= Heidi Schwegler =

American Artist

Heidi Schwegler (born 1967 in San Antonio, Texas) is an American artist in Yucca Valley, California.

==Biography==
Schwegler received her BFAs in Art History and Metals from the University of Kansas and her MFA from the University of Oregon.

Schwegler is the founder of the Yucca Valley Material Lab, a space for thinking and making. From 2015 to 2018 she was the Chair of the Masters in Fine Arts Program in Applied Craft and Design, a program jointly offered by Pacific Northwest College of Art and Oregon College of Art and Craft. Schwegler has been included in the 2018 Bellevue Art Museum Biennial, Portland2016 Biennial, the Portland2010 Biennial, and the Oregon Biennial in 1999.

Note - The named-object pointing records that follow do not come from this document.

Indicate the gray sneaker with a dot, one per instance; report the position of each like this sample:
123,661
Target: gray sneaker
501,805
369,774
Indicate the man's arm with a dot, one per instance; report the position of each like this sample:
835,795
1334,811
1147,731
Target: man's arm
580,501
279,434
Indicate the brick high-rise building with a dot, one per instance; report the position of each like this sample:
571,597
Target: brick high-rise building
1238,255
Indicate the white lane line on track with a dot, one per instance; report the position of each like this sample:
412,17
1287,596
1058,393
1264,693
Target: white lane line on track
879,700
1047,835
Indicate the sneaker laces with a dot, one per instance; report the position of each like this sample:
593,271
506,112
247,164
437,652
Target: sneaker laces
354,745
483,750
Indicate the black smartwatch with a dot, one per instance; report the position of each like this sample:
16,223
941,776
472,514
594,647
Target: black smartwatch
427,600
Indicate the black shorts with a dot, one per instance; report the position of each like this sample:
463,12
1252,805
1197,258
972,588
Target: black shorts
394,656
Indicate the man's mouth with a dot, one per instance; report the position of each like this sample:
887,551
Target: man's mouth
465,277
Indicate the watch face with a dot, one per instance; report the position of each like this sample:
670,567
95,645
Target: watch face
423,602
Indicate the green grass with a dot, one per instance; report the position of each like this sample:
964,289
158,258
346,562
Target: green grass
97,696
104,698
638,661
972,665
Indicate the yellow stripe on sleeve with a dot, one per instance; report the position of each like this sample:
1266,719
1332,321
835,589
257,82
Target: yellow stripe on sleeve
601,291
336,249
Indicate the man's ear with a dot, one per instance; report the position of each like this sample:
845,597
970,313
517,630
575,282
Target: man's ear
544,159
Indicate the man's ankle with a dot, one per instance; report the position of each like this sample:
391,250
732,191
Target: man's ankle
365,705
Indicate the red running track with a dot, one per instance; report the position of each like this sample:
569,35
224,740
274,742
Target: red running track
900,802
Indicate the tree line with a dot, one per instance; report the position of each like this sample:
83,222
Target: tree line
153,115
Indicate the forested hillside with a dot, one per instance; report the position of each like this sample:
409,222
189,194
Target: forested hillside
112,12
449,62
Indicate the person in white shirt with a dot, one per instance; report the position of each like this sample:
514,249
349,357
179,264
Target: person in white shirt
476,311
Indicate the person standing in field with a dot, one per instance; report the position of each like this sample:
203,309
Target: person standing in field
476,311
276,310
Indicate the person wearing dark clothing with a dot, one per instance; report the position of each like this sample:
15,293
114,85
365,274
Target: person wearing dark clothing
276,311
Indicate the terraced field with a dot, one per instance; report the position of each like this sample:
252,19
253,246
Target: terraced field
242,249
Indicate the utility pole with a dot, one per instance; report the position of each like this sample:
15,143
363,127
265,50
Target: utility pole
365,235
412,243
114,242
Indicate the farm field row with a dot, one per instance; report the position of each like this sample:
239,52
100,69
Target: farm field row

In interviews, Schwegler has expressed "an affinity for the ruin, non-sites and discarded objects". Schwegler calls herself "an urban archaeologist" who prefers "to mine the peripheral ruin, the discarded stuff that is ignored and considered worthless. By reassigning the value and purpose of something recognizable, I emphasize the perforation between what it was and what it has now become." Pulling from the traditions of craft and conceptual art, Schwegler uses a variety of mediums, including glass, metal, sculpture, photography, and installation.

Schwegler is represented by UPFOR Gallery in Portland, Oregon and Asphodel in New York City.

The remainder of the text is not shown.